There are three types of second moment reported in Table 1. Two apply complex integration to the spectral density of the relevant model. One involves a forecast error variance, from an infinite lag VAR.

 

Following is a very simple routine for computing the variance of hours worked due to technology. In addition, the following simple code produces versions of Figure 1.

 

The MATLAB code is lowvariance.m

It is set to obtain results for two models, the CKM and the MLE model.

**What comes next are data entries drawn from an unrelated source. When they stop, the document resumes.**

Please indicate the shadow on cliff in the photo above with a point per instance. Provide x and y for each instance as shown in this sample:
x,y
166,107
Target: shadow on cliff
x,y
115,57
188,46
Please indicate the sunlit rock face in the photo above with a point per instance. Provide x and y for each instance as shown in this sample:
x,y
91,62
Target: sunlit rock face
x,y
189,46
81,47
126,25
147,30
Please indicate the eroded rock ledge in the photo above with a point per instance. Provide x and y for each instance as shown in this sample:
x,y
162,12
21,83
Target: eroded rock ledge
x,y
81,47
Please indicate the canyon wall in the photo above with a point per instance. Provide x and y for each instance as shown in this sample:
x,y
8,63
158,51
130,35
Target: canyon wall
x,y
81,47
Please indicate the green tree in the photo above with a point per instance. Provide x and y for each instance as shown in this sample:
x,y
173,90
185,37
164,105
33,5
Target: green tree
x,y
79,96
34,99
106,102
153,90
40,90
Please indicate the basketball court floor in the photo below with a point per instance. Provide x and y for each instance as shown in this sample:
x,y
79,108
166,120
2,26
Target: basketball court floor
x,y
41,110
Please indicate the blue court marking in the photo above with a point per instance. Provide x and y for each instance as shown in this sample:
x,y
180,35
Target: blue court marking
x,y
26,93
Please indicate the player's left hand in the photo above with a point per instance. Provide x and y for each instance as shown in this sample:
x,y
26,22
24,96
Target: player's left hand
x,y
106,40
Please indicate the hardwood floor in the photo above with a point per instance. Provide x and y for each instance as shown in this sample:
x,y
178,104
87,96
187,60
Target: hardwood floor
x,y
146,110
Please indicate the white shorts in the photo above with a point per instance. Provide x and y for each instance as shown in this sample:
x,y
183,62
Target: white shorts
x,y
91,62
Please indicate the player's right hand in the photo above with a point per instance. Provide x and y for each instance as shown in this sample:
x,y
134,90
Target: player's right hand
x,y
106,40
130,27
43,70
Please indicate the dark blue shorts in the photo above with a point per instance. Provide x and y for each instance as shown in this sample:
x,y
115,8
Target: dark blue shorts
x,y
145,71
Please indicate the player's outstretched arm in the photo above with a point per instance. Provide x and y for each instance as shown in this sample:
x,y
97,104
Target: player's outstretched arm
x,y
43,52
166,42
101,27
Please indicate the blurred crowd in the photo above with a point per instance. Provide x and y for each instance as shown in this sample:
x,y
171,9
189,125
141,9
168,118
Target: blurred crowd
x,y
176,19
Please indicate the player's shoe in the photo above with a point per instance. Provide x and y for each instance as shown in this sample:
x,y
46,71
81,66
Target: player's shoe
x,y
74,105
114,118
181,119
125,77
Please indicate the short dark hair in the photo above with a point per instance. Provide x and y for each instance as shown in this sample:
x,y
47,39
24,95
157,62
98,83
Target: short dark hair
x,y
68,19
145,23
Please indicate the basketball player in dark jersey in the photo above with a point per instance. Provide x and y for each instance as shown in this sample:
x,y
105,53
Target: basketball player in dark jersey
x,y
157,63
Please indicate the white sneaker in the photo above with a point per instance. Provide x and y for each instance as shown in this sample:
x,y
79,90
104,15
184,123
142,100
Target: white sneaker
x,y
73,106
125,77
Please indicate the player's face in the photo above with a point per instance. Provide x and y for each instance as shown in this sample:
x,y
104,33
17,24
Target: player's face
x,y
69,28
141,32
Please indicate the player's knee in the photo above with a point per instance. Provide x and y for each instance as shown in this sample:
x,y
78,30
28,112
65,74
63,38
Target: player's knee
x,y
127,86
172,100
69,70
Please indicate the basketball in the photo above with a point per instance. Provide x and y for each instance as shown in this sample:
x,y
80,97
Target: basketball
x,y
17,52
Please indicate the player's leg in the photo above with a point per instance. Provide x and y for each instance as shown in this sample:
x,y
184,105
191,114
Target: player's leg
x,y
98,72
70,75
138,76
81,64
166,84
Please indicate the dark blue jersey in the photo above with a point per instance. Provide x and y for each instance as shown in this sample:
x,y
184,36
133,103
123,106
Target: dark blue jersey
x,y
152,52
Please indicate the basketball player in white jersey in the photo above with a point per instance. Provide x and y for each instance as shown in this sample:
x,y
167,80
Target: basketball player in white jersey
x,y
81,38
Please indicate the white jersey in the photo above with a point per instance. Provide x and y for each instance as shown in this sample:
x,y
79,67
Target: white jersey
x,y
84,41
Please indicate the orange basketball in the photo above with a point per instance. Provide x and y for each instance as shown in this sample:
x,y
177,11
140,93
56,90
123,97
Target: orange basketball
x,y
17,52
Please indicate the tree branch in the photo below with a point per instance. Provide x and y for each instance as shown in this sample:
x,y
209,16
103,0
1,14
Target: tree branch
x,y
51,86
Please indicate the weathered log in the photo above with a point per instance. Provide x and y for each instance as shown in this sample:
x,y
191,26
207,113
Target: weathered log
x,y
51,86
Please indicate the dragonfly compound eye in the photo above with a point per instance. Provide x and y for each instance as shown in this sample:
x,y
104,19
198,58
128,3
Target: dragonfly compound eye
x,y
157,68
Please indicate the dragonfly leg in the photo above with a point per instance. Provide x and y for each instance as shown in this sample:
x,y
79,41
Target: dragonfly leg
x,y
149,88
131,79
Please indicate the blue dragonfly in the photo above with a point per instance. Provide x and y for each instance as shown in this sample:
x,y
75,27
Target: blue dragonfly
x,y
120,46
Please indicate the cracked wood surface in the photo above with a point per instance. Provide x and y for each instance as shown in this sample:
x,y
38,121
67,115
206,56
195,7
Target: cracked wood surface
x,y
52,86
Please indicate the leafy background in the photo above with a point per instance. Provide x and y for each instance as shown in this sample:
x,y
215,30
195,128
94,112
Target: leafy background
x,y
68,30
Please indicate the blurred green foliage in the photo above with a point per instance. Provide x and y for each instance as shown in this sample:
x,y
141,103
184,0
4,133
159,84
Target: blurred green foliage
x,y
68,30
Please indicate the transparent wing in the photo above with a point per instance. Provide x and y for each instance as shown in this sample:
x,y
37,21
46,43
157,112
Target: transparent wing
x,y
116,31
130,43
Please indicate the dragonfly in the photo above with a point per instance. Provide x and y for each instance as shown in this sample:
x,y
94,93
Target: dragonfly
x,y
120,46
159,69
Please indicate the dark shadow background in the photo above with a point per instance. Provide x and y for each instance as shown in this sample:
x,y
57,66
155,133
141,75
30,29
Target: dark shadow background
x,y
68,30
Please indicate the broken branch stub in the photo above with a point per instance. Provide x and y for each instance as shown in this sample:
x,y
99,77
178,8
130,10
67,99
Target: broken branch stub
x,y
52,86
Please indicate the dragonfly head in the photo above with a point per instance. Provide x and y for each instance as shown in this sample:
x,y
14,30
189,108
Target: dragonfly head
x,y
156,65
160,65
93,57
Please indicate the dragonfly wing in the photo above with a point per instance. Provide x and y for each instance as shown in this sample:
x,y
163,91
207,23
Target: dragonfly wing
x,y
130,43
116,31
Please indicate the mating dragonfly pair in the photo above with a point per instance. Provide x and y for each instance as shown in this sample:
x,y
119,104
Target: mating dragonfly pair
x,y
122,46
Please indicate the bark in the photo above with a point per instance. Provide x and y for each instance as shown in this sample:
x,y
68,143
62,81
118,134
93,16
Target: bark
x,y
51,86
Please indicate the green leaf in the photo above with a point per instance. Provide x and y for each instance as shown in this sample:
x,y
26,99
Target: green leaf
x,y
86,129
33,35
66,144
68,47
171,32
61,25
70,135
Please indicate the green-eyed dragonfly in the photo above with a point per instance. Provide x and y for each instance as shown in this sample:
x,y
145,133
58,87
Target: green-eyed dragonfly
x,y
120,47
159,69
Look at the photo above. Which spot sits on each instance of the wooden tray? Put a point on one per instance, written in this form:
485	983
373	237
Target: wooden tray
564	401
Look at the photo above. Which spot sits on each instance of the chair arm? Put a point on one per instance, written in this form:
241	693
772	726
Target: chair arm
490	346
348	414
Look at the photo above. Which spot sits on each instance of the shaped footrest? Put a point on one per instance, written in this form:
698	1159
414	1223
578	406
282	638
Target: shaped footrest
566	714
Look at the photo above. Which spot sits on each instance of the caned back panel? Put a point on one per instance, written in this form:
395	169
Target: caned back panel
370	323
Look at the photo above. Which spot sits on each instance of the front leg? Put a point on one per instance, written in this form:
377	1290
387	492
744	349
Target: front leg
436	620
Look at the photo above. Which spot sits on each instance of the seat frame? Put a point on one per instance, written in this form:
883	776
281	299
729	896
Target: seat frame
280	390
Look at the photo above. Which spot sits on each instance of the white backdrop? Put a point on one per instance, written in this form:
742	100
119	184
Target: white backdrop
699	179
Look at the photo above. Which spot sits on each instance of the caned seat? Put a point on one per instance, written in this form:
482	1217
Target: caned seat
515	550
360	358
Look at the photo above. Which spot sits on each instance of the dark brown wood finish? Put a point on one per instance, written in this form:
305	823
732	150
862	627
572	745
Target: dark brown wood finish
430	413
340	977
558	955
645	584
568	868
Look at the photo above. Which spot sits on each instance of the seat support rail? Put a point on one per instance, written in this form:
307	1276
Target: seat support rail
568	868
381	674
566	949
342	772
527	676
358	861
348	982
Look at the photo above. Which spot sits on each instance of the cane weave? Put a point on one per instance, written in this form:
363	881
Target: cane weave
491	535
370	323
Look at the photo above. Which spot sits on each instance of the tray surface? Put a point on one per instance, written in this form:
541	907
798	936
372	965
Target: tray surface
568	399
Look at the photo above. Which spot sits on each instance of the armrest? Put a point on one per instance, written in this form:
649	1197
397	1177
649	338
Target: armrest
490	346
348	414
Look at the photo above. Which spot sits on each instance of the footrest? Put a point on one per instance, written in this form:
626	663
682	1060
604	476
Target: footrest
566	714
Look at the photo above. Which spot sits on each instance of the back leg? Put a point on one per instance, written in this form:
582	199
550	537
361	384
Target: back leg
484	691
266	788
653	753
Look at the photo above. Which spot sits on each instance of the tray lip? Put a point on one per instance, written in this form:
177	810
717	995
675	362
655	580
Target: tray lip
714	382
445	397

By setting the parameter, two, at the beginning of the program, you can determine whether you run the two-shock or the three-shock version of these models.

 

To obtain the one-step-ahead forecast error variance decomposition, you need to compute C*e(t), the one-step-ahead forecast error in the infinite VAR representation of the data associated with a particular model. Here, e(t) is a column vector of fundamental shocks with zero mean and unit variance, and C is a matrix. The forecast error variance in hours worked corresponds to the second element of C*e(t).

 

To compute C, you can run smallsample.m. Parameters are set in paramsnew.m. Here, par=1 corresponds to two-shock mle, par=2 corresponds to two-shock CKM, par=3 corresponds to three-shock CKM, par=6 corresponds to three-shock MLE, par=13 corresponds to the infinite Frisch elasticity case, with high labor tax shock. To make the model nonrecursive, go to line 16 in smallsample.m and make sure it is not commented out. When it is commented out, we have the recursive version of the model. Execute smallsample.m to line 49, and the C matrix is what is put out by sargentvillaverde.m. You can execute the code down line 76, to see various checks done on C.